En débarquant à la rédaction de Transfert, Vincent Plousey ne peut s’empêcher d’aller voir le commutateur téléphonique et de donner quelques conseils pour en améliorer la sécurité. Pas très grand, le regard fureteur et brillant, bien élevé, l’homme n’a rien d’un flambeur. Il semble autant choqué par ce dont on l’accuse que par les conditions de détention en prison.
Quel est votre parcours ?
J’ai arrêté des études normales en CM2 pour aller dans un centre spécialisé de la DASS pour enfants en difficultés scolaires et familiales. J’ai obtenu un CAP d’horticulture. Après avoir été jardinier, je suis devenu technicien de maintenance dans un centre télécom. Autodidacte, j’ai créé mon premier e-zine sur les télécoms et la radio en 1995, avant de monter le Chaos Radio Club de France. C’était un pied de nez au Chaos Computer Club de France, un groupe monté et manipulé par un hacker qui avait été retourné par la DST. Mais j’ai quitté la scène en 1998 à cause des guéguerres entre groupes. J’étais aussi dégoûté par les mecs qui disent défendre la liberté d’expression, mais veulent surtout bosser dans la sécurité informatique, et donc plus ou moins avec l’armée.
Ça fait quoi d’être arrêté par la DST ?
Le 18 avril, vers 9 heures, je partais travailler quand sept policiers en civil, armes au poing, m’ont braqué devant certains de mes voisins. J’ai été emmené au siège de la DST, puis à la section anti-terroriste hyper-sécurisée du tribunal de grande instance. Je ne réalisais pas trop ce qui m’arrivait, d’autant que je ne faisais plus rien depuis deux ans. J’en ai pris plein la gueule pendant l’interrogatoire où j’ai eu droit à une grosse leçon de morale, j’étais mort de trouille. Je me disais : il doit y avoir une erreur. Au dépôt du tribunal, tu n’es plus un être humain, tout est fait pour t’humilier. Tu n’as rien à bouffer et tu ne peux pas boire : ils pissent dans l’évier... C’est un peu mieux à la Santé, mais c’est quand même la misère !

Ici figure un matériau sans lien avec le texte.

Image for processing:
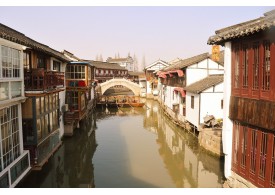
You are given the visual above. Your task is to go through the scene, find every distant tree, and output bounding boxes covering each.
[141,55,146,70]
[98,54,103,62]
[133,53,139,72]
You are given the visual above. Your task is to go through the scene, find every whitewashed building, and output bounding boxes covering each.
[157,52,224,121]
[0,34,31,188]
[185,75,224,129]
[145,60,170,96]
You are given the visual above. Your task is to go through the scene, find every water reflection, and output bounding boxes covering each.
[95,100,224,188]
[18,100,224,188]
[17,114,97,188]
[144,102,224,188]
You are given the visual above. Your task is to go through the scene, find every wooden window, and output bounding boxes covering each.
[23,51,31,70]
[243,126,247,169]
[259,132,267,179]
[249,129,258,176]
[252,43,260,90]
[242,44,248,88]
[66,65,85,79]
[262,41,270,91]
[53,60,61,72]
[1,46,20,78]
[234,45,240,88]
[0,105,20,170]
[271,139,275,188]
[191,95,194,109]
[37,55,47,69]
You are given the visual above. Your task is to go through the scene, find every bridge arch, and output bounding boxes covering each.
[96,78,141,96]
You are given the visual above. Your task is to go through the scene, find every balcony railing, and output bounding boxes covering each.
[24,69,64,91]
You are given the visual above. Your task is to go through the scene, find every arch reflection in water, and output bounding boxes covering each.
[94,100,224,188]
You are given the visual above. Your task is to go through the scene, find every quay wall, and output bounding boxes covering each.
[223,171,257,188]
[154,97,224,157]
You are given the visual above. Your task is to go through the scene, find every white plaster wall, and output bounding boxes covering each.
[186,65,207,86]
[59,91,66,138]
[186,92,200,127]
[222,42,233,178]
[184,143,199,184]
[146,81,152,94]
[200,92,223,123]
[198,161,222,188]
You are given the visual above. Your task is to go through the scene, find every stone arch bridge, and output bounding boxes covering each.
[96,78,141,96]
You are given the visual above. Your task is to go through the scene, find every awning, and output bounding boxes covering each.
[169,70,184,77]
[156,70,184,78]
[174,87,186,97]
[158,72,167,79]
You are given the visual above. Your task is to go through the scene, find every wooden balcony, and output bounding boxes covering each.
[24,69,64,91]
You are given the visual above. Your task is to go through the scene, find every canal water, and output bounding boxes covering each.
[17,100,224,188]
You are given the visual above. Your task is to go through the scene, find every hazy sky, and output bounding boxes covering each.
[0,6,275,68]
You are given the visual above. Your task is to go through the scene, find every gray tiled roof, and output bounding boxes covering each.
[84,60,127,70]
[184,75,223,94]
[0,23,70,62]
[207,10,275,45]
[162,53,209,71]
[128,71,145,76]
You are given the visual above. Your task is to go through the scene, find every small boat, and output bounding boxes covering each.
[128,96,145,107]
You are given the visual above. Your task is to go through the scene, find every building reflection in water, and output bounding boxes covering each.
[18,100,224,188]
[17,113,97,188]
[144,101,224,188]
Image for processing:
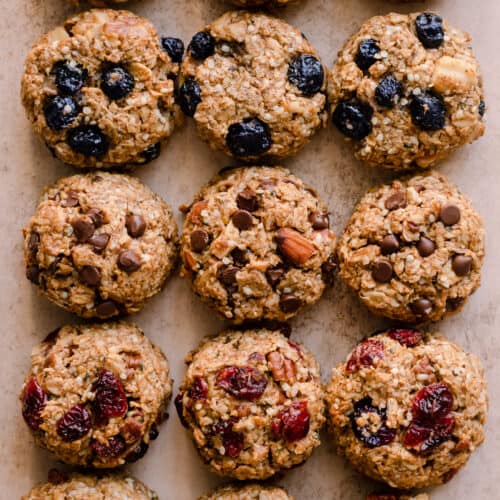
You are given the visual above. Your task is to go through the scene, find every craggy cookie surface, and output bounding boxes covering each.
[20,322,172,468]
[24,172,178,318]
[327,329,488,489]
[21,9,182,168]
[175,329,325,480]
[179,11,326,160]
[181,167,335,323]
[338,172,484,322]
[329,13,485,169]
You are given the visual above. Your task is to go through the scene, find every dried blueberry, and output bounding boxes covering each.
[332,99,373,141]
[288,54,324,96]
[68,125,108,156]
[226,118,272,156]
[43,95,80,130]
[375,75,403,108]
[415,12,444,49]
[101,65,135,101]
[161,36,184,63]
[188,31,215,60]
[410,92,446,130]
[179,78,201,116]
[354,38,380,71]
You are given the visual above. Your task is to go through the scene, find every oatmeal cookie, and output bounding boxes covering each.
[21,9,179,168]
[21,469,158,500]
[326,329,488,489]
[329,12,485,170]
[24,172,178,318]
[175,329,325,480]
[179,11,327,161]
[20,322,172,468]
[181,167,335,323]
[338,172,484,323]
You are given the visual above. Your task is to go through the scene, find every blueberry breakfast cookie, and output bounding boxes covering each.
[24,172,177,318]
[327,329,488,489]
[21,9,179,168]
[181,167,335,323]
[21,469,158,500]
[175,329,325,480]
[329,13,485,169]
[20,322,172,468]
[338,172,484,323]
[179,11,327,161]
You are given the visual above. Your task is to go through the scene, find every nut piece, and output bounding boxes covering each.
[276,227,314,266]
[432,56,477,93]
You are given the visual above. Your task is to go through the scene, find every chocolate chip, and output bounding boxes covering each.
[417,236,436,257]
[71,219,95,243]
[372,259,393,283]
[439,203,460,226]
[125,214,146,238]
[118,250,141,273]
[380,234,399,255]
[191,229,210,252]
[280,293,302,313]
[309,212,330,230]
[385,191,406,210]
[80,266,101,286]
[236,189,259,212]
[451,255,472,276]
[231,210,253,231]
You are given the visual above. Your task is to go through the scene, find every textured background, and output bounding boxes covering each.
[0,0,500,500]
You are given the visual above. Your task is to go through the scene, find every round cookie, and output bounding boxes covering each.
[328,13,485,170]
[179,11,327,161]
[338,172,484,323]
[20,322,172,468]
[181,167,335,323]
[175,329,325,480]
[199,483,293,500]
[21,9,179,168]
[326,329,488,490]
[24,172,178,318]
[21,469,158,500]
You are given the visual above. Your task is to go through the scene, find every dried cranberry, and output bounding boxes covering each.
[387,328,424,347]
[346,339,384,371]
[350,396,396,448]
[217,366,267,401]
[93,370,128,423]
[56,405,92,443]
[21,377,47,431]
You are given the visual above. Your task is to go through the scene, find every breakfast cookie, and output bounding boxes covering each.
[24,172,178,318]
[175,329,325,480]
[327,329,488,489]
[20,322,172,468]
[338,172,484,323]
[179,11,327,161]
[329,13,485,170]
[21,9,179,168]
[181,167,335,323]
[21,469,158,500]
[199,483,293,500]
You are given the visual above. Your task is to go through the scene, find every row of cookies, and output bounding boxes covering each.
[21,9,485,170]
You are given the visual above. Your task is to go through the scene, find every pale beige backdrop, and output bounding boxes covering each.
[0,0,500,500]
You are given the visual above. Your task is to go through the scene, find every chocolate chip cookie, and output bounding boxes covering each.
[21,9,179,168]
[175,329,325,480]
[179,11,326,161]
[181,167,335,323]
[327,329,488,490]
[24,172,178,318]
[20,322,172,468]
[329,12,485,170]
[338,172,484,323]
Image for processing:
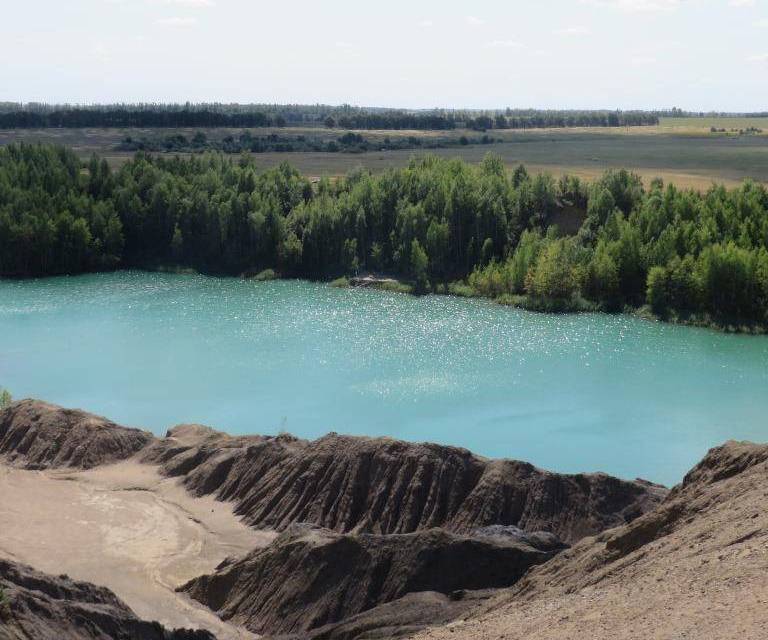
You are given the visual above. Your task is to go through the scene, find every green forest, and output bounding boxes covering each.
[0,144,768,327]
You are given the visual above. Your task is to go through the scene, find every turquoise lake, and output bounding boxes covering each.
[0,272,768,485]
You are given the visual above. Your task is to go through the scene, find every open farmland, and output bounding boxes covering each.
[0,118,768,189]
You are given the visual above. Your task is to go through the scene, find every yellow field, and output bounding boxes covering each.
[0,118,768,189]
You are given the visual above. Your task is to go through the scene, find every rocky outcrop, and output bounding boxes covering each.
[0,400,153,469]
[294,589,496,640]
[0,559,215,640]
[183,525,564,635]
[142,425,666,543]
[419,442,768,640]
[0,400,666,543]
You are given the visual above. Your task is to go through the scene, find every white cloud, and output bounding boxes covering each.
[581,0,685,13]
[552,25,590,36]
[485,40,525,49]
[163,0,216,7]
[630,56,658,67]
[157,16,197,27]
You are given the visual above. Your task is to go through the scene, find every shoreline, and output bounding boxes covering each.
[0,460,274,640]
[0,265,768,336]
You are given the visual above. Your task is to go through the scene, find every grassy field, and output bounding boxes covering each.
[659,116,768,134]
[0,118,768,189]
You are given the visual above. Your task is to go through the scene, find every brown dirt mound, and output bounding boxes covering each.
[142,425,667,543]
[0,560,215,640]
[0,400,153,469]
[182,525,563,634]
[418,442,768,640]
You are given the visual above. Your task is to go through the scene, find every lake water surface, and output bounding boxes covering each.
[0,272,768,484]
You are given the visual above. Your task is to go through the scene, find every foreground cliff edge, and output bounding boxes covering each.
[0,400,768,639]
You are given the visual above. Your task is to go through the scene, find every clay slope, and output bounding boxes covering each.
[183,525,563,635]
[142,426,666,543]
[0,559,215,640]
[0,400,153,469]
[418,442,768,640]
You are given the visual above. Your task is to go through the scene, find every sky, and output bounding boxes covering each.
[0,0,768,111]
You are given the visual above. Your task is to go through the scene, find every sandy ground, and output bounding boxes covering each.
[0,461,274,640]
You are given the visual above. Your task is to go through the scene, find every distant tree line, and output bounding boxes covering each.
[115,130,503,153]
[0,103,658,131]
[0,145,768,325]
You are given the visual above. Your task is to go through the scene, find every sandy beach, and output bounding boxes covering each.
[0,460,274,640]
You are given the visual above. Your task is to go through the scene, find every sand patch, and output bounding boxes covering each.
[0,461,274,640]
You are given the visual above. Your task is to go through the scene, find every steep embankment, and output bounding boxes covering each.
[183,525,564,634]
[418,442,768,640]
[0,400,153,469]
[142,426,666,543]
[0,559,215,640]
[0,401,667,639]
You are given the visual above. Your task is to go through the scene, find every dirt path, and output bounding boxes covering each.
[0,461,273,640]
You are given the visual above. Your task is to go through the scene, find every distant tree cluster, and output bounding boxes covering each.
[116,130,502,153]
[0,103,659,131]
[469,171,768,326]
[0,145,768,325]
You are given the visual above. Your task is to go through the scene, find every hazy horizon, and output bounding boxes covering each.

Quelles leçons tirez-vous de cette inculpation ?
Je pense avoir servi d’exemple. Ça peut effrayer pas mal de monde. À mon avis, ils savaient que j’écrirai un truc pour prévenir les autres et les inciter à ne pas faire de conneries. Par contre, ils ont aussi fait de moi un martyr, ce que je ne suis pas : n’importe qui aurait pu le faire. J’ai été très naïf et immature. Mais je ne regrette pas d’avoir informé les autres sur le fonctionnement des réseaux et combien il est facile, par recoupement, d’accéder aux informations. Ce que j’ai fait c’est de l’open-source, de la veille techno dans le domaine technico-militaire. J’ai d’ailleurs dit au juge que j’avais fait un boulot de journaliste d’investigation. La seule source non disponible en librairie dont je me suis servi, c’est un manuel de la police nationale que m’avait remis quelqu’un lors d’un meeting de 2600 au Mac Donald’s de la place d’Italie (lieu "traditionnel" de rendez-vous des apprentis hackers français, NDLR). Mon affaire est banale, mais la punition est trop forte : j’ai fait ça pour le fun et par curiosité. Cela dit, si les sanctions sont aussi lourdes, c’est que j’avais trop ouvert ma gueule. Question liberté d’expression, on est en France, et pas aux ...tats-Unis où certains magazines publient ces mêmes fréquences et où le premier amendement de la Constitution garantit la liberté d’expression.